In the pre-dawn darkness, President Obama solemnly saluted the flag-draped coffin of a soldier arriving at Dover Air Force Base. 

That image, captured on Oct. 29 and seen around the world, allowed the public a rare glimpse at what is usually an extraordinarily private moment. And it happened because the family of Army Sgt. Dale R. Griffin wanted the world to see, up close, the personal sacrifice that comes with war.

That’s the way the sergeant’s grandmother explains it as she looks at another photograph, this one in the living room of her New Bern home.

It’s a black and white shot, taken at Virginia Military Institute, and it captures a moment when Reba Griffin got “an absolute bear hug” from her uniformed grandson Dale. Though Sgt. Griffin was born and raised in Indiana, his family’s roots begin in Eastern North Carolina, where both his father Gene and his mother Dona graduated from New Bern High School, and where many of his relatives still live.

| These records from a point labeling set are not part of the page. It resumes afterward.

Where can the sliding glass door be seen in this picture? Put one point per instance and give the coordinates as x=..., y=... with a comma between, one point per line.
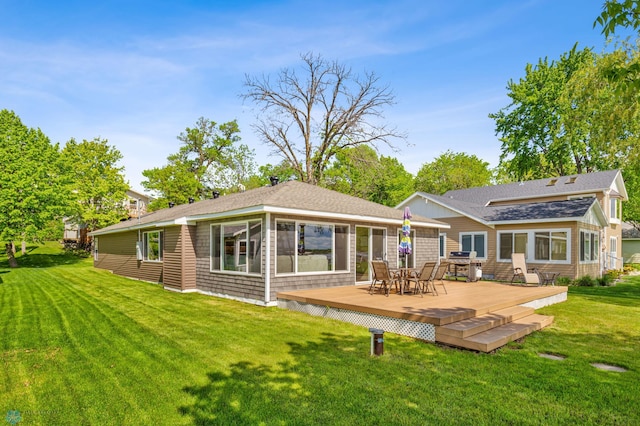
x=371, y=244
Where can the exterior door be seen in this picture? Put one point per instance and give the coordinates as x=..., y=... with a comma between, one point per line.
x=613, y=252
x=371, y=245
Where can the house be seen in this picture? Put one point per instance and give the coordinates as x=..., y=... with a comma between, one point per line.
x=136, y=203
x=250, y=245
x=630, y=243
x=570, y=225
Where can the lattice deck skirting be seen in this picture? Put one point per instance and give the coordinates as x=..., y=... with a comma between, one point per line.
x=418, y=330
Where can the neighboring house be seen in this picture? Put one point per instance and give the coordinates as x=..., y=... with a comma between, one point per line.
x=250, y=245
x=570, y=225
x=135, y=205
x=630, y=243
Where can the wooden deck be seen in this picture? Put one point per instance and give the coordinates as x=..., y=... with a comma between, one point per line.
x=480, y=315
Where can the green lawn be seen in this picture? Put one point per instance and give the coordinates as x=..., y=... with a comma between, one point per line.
x=83, y=346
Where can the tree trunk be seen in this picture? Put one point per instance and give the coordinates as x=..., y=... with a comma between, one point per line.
x=13, y=263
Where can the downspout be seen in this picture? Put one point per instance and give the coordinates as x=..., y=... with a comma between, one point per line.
x=267, y=259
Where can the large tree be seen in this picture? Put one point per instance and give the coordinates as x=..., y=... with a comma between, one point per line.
x=534, y=135
x=209, y=158
x=453, y=170
x=570, y=117
x=98, y=184
x=33, y=186
x=358, y=171
x=309, y=115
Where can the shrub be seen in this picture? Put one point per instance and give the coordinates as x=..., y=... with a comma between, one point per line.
x=607, y=279
x=565, y=281
x=585, y=281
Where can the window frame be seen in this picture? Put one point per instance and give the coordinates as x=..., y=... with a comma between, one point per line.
x=442, y=245
x=594, y=246
x=241, y=247
x=530, y=253
x=145, y=246
x=296, y=251
x=473, y=234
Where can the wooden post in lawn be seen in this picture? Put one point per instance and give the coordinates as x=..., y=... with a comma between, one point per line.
x=13, y=263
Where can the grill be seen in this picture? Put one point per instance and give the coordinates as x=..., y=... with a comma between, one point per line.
x=465, y=265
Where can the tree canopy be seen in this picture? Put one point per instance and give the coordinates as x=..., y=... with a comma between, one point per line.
x=568, y=116
x=453, y=170
x=358, y=171
x=98, y=185
x=210, y=157
x=308, y=118
x=33, y=185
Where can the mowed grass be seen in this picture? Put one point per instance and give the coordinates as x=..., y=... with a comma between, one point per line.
x=83, y=346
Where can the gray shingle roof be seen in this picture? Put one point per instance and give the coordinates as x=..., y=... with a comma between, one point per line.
x=565, y=209
x=291, y=196
x=597, y=181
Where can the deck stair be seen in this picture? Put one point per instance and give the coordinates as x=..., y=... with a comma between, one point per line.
x=493, y=330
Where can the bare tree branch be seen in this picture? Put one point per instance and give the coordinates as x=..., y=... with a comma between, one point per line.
x=309, y=118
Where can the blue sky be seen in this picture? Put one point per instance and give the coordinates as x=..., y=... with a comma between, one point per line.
x=137, y=73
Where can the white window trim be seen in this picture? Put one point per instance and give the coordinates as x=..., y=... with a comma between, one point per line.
x=598, y=251
x=333, y=244
x=461, y=234
x=145, y=245
x=221, y=242
x=614, y=204
x=531, y=234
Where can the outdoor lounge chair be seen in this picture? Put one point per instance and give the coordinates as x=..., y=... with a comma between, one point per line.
x=424, y=279
x=520, y=271
x=383, y=278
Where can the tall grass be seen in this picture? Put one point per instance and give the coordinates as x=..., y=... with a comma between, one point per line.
x=83, y=346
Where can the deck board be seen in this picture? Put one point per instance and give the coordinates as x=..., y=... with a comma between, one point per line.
x=464, y=300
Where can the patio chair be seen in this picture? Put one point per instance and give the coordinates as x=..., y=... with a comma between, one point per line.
x=383, y=279
x=440, y=272
x=424, y=279
x=520, y=271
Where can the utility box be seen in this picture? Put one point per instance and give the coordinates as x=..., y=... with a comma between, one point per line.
x=377, y=341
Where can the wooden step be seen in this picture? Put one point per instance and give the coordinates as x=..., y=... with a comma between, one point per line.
x=471, y=326
x=494, y=338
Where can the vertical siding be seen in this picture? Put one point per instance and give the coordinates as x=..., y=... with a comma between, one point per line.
x=117, y=253
x=172, y=258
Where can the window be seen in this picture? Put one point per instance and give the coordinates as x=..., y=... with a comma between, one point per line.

“I think, as people, we know that war is hard, and that not everybody comes back,” Reba Griffin said. “But until it grips you, really grips you, you can’t understand it.”

The harshest reality of war would grip the Griffin family on Oct. 27.

That is the day Dale Griffin died from wounds suffered when the vehicle he was traveling in with other soldiers was struck by a roadside bomb. He was in southern Afghanistan, and he was 29.

Reba Griffin can recall, word for word, the phone call that she got from her son Gene soon thereafter.

“He was devastated, I knew that much before I ever knew what he was going to say,” Reba Griffin said. “I said, ‘Are you all right?’ And he said, ‘I’m fine.’ And I knew right then.

“Oh, no. It’s Dale.”

The boy who was so much like his father, who had grown to become a football team captain and a champion wrestler, died doing exactly what he wanted to do.

“He decided several years ago that he wanted to defend freedom,” his grandmother said. “He would have been restless if he hadn’t.”

Sgt. Dale Griffin will be laid to rest in Terre Haute, Ind. — on Veterans Day.